Christine Fisher-Lathwell – Miss Guy
Christine: I hadn’t realised just how much Miss Guy had taught me.
What was nice was that she eventually took me up to London with her to buy props for the window for Autumn props so that we didn’t have to make them, and she was so lovely and friendly, so different to her mannerisms when she was in shop. She wasn’t cold, she was very, very polite and always very polite to us, the staff as well. Unless you were in her off ice being told off (laughs).
Simon: That is interesting that she sort of had a persona at work.
Christine: Yes, she definitely did.
Simon: And then when you were with her she felt relaxed enough to switch that off.
Christine: Yeah, I know. Yes, she talked much more about the family, and Gillian her sister and she didn’t really tell me much about them, just basically she would tell me something funny that had happened when they’d had a bar-b-que. It was just she was much more natural. She didn’t have to put on this persona I presume.
Simon: And when you went back to work, was she then back in her persona?
Christine: Absolutely, yeah. You wouldn’t be cheeky and say, “Hi Liz” (laughs). That wouldn’t work, no.

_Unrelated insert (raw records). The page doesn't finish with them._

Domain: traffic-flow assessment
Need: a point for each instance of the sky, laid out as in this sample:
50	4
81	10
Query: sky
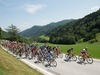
26	13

She had her persona, just as her mother did. Her mother, just amazing woman. And you knew when her mother was coming downstairs because she would kind of bang as she came downstairs you know, it was a funny little walk. Oh dear, I do hope she doesn’t hear me say this. It’s just that his grandmother would have been more like a matriarch, like in ‘Downton Abbey’ that’s who she reminded me of, the matriarch like in ‘Downton Abbey’ but I really, really brilliant Buyer and Elizabeth inherited her ability to understand what the latest fashions were and bring them to the Island.